Escobar’s hippos sent overseas to save habitat
COLOMBIA is planning to relocate at least 70 hippos that live near Pablo Escobar’s former ranch – descendants of four illegally imported from Africa by the late drug baron in the 1980s – to India and Mexico under a plan to control the population.
The hippos, which are territorial and weigh up to three tons, have spread far beyond the Hacienda Nápoles ranch. Environmental officials estimate there are 130 hippos in Antioquia province, a number that could rise to 400 in eight years.
The ranch and hippos have become a tourist attraction since Escobar was killed by police in 1993. When his ranch was abandoned, the hippos survived and reproduced in local rivers.
Scientists warn that the hippos do not have a natural predator in Colombia and pose a threat to biodiversity because their faeces change the composition of the rivers and could affect the habitat of manatees and capybaras.

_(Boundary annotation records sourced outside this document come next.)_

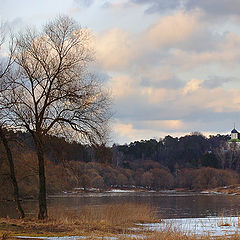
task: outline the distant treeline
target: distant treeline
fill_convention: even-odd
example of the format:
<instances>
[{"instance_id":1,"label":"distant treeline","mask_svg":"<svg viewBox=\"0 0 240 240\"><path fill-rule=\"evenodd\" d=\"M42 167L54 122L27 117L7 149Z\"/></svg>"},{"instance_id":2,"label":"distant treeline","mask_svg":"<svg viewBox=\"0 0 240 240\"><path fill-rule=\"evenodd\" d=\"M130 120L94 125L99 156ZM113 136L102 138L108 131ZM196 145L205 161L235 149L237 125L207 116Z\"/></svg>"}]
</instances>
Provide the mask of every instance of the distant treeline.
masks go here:
<instances>
[{"instance_id":1,"label":"distant treeline","mask_svg":"<svg viewBox=\"0 0 240 240\"><path fill-rule=\"evenodd\" d=\"M22 197L37 197L37 157L26 133L9 132ZM239 182L240 148L228 135L209 138L193 133L180 138L142 140L125 145L82 145L46 137L47 191L112 186L147 189L206 189ZM0 145L0 198L12 190L3 146Z\"/></svg>"}]
</instances>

Last year, Colombia’s government declared them a toxic invasive species.
Sixty hippos would be sent to Greens Zoological Rescue and Rehabilitation Kingdom in Gujarat, India.

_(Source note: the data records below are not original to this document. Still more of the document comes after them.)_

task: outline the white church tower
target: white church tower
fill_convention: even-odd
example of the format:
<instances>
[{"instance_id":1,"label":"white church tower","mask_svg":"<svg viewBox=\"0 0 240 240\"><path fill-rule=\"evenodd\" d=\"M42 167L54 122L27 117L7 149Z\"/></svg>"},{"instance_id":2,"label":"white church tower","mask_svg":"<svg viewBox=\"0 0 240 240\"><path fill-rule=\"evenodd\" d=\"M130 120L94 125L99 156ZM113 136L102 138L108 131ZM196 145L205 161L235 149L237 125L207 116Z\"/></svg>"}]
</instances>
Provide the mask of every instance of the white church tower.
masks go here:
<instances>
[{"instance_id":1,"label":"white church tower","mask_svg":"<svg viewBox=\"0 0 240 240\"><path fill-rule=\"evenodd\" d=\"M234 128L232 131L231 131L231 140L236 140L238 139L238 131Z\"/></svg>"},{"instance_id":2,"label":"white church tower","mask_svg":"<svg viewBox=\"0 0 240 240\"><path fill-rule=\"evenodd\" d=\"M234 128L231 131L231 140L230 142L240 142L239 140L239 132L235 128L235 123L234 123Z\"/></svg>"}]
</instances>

A further 10 would go to zoos and sanctuaries in Mexico.
The proposal targets hippos living in the rivers surrounding the ranch, not the ones inside it because they are in a controlled environment. Lina Marcela de los Ríos Morales, director of animal welfare at Antioquia’s environment ministry, said that although the animal is native to Africa it is more humane to relocate them in different countries than the alternate option of exterminating them.